Sunday 30 November 2008

Castell's Take Two


One of the big questions faced by users of digital technology is the debate between "virtual reality" and "reality". Such is the debate that it often seems that virtual reality is somehow considered a totally alien environment possibly to the extent of being somehow "evil". Castell's put forward quite a reasoned argument I thought on this subject and it is worth quoting in full.

The Culture of Real Virtuality
Cultures are made up of communication processes. And all forms of communication, as Roland Barthes and Jean Baudrillard taught us many years ago, are based on the production and consumption of signs. Thus there is no separation between "reality" and symbolic representation.
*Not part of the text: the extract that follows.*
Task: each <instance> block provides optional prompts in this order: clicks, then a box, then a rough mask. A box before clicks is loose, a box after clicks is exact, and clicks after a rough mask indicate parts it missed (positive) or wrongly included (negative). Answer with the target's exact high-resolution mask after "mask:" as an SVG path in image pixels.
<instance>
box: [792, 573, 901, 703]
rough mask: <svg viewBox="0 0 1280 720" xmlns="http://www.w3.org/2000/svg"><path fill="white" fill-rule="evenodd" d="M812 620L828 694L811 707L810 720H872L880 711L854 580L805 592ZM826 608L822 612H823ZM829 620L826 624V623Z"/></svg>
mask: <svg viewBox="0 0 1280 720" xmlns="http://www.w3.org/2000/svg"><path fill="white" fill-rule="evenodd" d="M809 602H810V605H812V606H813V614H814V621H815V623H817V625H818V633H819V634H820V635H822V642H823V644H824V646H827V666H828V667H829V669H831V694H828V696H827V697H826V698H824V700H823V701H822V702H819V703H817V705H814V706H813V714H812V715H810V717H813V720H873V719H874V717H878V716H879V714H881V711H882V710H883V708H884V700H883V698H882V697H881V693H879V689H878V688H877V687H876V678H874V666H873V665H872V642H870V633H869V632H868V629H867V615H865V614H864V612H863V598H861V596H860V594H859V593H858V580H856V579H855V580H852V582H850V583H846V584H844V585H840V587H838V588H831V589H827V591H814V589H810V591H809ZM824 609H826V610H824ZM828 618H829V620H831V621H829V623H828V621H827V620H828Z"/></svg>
In all societies humankind has existed in and acted through a symbolic environment. Therefore, what is historically specific to the new communication system, organized around the electronic integration of all communication modes from the typographic to the multisensorial, is not its inducement of virtual reality but the construction of real virtuality. I shall explain, with the help of the dictionary, according to which: "virtual:being so in practice though not strictly in name," and "real:actually existing." Thus reality, as experienced, has always been virtual because it is always perceived through symbols that frame practice with some meaning that escapes their strict semantic definition. It is precisely this ability of all forms of language to encode ambiguity and to open up a diversity of interpretations that makes cultural expressions distinct from formal/logical/mathematical reasoning. It is through the polysemic character of our discourses that the complexity and contradictory quality of messages of the human mind manifest themselves. This range of cultural variation of the meaning of messages is what enables us to interact with each other in a multiplicity of dimensions, some explicit, some implicit. Thus, when critics of electronic media argue that the new symbolic environment does not represent "reality," they implicitly refer to an absurdly primitive notion of "uncoded" real experience that never existed. All realities are communicated through symbols. and in human, interactive communication, regardless of the medium, all symbols are somewhat displaced in relation to their assigned semantic meaning. In a sense, all reality is virtually perceived." The Rise of the Network Society pp403-404

Thursday 20 November 2008

Manuel Castells premonition?

Better late than never I get to read the 1996 publication from sociologist Manuel Castell's - this one the 2nd edition from 2000. Note the dates - there will be more to come from this book but it is worth quoting at the outset the following from Volume I:

"...the global economy was politically constituted. Restructuring of business firms, and new information technologies, while being at the source of globalising trends, could not have evolved by themselves, toward a networked, global economy without the policies of de-regulation, privatization, and liberalization of trade and investment. These policies were decided and enacted by governments around the world, and by international economic institutions. A political economy perspective is necessary to understand the triumph of markets over governments: governments themselves called for such a victory, in a historic death-wish. .....

Any individual decoupling from the global economy implies a staggering cost: the devastation of the economy in the short term [Iceland?] and the closing of access to sources of growth. ...Barring a catastrophic meltdown of the financial market, the process of globalization is set, and it accelerates over time." pp147

He did not believe it would happen but how prescient.

Tuesday 18 November 2008

An Englishman's view of Sweden

Andrew Brown wrote an interesting book on life as a British emigre to Sweden. for an outsider this is always an interesting read. Certain elements of a different culture always benefit from interpretation. You have to give Alan a pat on the proverbial back for a couple of lines in his book. the first one to some degree follows on from the previous posting when he writes on page 100 about, "...the geometric elegance of the curves." Ah! so its geometry I am seeking!

And back to page 14 he talks about, "...mornings by the lake, the whole world felt enamelled in perfection." Does that ever capture the imagination.